In bluemix spark I want to use HiveContext
HqlContext = HiveContext(sc)
//some code
df = HqlContext.read.parquet("swift://notebook.spark/file.parquet")
I get following error
Py4JJavaError: An error occurred while calling o45.parquet. : java.lang.RuntimeException: java.lang.RuntimeException: Unable to instantiate org.apache.hadoop.hive.metastore.HiveMetaStoreClient
The HiveContext is not included by default in the Bluemix Spark offering.
To include it in your notebook, you should be able to use %AddJar to load it from a publicly accessible server, e.g.:
%AddJar http://my.server.com/jars/spark-hive_2.10-1.5.2.jar
You can also point this at Maven's repository link:
%AddJar http://repo1.maven.org/maven2/org/apache/spark/spark-hive_2.10/1.5.2/spark-hive_2.10-1.5.2.jar
val hiveContext = new org.apache.spark.sql.hive.HiveContext(sc)

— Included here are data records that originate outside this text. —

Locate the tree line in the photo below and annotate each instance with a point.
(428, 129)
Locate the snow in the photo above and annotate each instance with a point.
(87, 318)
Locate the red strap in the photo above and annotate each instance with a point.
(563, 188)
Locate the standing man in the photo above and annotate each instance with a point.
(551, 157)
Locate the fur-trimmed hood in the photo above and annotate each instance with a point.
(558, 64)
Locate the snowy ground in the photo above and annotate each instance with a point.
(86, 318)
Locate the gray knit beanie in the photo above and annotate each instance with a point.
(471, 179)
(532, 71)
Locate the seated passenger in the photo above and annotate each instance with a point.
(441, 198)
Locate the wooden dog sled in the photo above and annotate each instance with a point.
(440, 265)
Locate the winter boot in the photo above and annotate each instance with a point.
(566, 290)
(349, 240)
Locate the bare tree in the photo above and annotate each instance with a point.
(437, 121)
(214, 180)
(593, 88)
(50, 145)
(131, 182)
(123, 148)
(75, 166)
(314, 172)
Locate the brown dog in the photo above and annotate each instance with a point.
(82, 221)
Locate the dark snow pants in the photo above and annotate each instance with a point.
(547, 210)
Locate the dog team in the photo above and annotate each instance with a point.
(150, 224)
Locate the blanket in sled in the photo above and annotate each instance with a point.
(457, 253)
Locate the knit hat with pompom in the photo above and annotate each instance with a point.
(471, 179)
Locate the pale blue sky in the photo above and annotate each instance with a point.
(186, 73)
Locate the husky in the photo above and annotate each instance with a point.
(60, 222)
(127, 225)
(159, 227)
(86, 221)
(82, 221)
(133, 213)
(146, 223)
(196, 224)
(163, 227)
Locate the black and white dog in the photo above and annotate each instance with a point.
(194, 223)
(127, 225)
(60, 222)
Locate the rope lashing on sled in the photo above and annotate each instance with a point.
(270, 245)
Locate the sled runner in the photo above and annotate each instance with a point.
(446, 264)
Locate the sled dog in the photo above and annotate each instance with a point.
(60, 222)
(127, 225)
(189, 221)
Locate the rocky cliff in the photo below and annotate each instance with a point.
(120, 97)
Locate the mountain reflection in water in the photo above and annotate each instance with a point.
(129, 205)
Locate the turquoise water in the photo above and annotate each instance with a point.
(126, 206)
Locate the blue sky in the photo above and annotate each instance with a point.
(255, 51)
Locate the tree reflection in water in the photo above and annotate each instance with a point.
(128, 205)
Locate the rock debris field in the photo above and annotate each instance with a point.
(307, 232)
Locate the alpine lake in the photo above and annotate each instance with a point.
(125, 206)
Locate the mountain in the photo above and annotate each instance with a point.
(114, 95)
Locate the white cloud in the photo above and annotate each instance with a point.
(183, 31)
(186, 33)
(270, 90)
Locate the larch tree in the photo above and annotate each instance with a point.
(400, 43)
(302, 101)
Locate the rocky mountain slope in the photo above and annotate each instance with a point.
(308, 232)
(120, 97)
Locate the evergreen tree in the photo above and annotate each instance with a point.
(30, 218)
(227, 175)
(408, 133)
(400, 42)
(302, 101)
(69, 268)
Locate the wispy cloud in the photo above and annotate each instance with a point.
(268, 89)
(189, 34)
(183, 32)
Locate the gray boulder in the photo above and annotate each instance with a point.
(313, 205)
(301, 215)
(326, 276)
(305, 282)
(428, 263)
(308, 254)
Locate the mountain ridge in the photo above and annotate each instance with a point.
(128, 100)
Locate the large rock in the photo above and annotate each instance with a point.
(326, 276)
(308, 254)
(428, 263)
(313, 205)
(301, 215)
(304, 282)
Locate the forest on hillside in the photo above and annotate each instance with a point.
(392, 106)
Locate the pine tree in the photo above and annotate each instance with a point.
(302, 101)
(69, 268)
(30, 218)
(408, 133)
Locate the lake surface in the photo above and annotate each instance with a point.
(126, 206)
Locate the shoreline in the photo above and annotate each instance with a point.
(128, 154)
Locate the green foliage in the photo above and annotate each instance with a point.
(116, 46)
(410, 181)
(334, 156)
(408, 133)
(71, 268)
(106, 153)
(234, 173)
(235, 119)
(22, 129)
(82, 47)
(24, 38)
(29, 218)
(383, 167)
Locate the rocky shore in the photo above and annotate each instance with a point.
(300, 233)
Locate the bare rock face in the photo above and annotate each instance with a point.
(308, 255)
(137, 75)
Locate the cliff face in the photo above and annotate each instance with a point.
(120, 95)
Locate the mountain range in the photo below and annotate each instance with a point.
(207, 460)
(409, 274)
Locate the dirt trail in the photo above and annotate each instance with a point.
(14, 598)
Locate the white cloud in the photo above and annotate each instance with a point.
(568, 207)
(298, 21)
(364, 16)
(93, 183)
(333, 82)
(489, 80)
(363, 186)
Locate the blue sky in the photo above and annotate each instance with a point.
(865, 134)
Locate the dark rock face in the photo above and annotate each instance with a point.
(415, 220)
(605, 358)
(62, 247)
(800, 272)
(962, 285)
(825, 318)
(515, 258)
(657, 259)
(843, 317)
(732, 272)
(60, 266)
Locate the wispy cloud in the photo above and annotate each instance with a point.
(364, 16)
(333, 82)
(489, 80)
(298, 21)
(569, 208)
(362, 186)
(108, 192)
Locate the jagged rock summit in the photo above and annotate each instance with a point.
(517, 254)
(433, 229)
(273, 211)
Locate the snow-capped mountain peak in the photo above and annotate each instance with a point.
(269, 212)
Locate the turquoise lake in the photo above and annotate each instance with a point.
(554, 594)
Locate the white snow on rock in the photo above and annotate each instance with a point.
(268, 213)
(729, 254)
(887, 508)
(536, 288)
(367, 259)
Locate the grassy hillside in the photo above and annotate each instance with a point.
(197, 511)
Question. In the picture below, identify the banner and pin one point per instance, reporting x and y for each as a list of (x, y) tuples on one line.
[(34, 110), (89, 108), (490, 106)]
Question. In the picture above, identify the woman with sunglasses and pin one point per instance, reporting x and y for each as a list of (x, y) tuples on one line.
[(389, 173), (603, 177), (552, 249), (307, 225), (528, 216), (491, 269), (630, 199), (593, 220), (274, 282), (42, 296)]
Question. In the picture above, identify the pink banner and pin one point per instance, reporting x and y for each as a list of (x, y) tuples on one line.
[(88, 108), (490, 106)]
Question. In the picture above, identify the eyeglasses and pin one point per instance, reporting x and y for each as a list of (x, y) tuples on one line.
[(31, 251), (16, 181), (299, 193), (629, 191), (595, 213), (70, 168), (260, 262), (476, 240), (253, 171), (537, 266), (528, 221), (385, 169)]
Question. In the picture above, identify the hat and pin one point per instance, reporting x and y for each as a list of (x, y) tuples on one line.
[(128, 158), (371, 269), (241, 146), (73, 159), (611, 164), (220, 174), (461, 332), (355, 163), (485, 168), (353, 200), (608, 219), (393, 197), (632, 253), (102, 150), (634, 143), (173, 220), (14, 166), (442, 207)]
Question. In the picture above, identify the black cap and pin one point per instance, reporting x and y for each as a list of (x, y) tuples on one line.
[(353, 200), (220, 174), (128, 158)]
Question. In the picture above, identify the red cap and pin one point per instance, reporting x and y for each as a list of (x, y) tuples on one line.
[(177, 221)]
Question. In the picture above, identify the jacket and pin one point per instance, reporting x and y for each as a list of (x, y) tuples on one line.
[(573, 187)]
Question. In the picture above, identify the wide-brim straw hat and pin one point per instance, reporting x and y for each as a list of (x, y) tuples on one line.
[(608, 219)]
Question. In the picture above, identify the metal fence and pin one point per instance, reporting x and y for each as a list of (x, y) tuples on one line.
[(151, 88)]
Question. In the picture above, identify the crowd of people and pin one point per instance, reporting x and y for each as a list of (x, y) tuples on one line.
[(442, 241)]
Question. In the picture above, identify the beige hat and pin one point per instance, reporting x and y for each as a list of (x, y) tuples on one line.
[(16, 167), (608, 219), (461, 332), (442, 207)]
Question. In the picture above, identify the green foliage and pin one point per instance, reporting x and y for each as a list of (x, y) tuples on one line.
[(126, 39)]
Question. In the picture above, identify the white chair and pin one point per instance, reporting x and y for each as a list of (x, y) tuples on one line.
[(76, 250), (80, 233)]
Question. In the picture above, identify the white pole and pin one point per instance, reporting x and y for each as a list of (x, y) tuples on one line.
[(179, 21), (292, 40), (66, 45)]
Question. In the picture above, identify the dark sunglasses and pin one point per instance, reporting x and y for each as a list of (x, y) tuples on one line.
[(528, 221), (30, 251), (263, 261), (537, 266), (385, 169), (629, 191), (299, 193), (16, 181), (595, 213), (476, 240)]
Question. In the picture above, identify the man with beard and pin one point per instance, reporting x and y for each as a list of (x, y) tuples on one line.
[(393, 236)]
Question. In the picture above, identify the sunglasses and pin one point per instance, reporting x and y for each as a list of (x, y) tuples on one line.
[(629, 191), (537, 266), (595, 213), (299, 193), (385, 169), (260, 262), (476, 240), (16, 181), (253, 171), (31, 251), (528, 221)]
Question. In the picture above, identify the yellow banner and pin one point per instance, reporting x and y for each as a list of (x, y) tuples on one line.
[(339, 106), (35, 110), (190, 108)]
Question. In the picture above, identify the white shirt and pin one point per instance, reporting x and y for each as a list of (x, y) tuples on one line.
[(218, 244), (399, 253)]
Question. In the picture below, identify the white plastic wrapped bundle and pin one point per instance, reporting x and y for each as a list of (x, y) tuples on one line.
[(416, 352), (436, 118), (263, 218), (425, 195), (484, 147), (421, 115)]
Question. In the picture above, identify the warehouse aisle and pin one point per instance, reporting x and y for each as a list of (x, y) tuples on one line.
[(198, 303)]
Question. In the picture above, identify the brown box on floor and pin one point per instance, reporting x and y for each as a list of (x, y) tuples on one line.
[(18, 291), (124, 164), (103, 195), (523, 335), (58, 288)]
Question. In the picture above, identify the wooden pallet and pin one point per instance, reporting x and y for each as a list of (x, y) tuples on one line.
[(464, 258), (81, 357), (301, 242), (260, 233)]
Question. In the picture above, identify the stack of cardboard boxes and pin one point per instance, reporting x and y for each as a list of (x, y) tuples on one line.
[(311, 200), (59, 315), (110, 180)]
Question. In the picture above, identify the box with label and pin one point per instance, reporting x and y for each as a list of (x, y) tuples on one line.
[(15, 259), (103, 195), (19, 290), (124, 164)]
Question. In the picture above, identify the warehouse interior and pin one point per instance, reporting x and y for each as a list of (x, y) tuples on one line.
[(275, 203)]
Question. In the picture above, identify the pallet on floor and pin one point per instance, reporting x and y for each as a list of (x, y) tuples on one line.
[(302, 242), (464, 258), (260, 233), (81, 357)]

This works to enable the Hive Context for me.
Now, it's worth noting that the latest available versions on Maven probably don't line up with the current version of Spark running on Bluemix, so my suggestion is to check the version of Spark on Bluemix by using:
sc.version
Then match the version of this JAR to that version of Spark.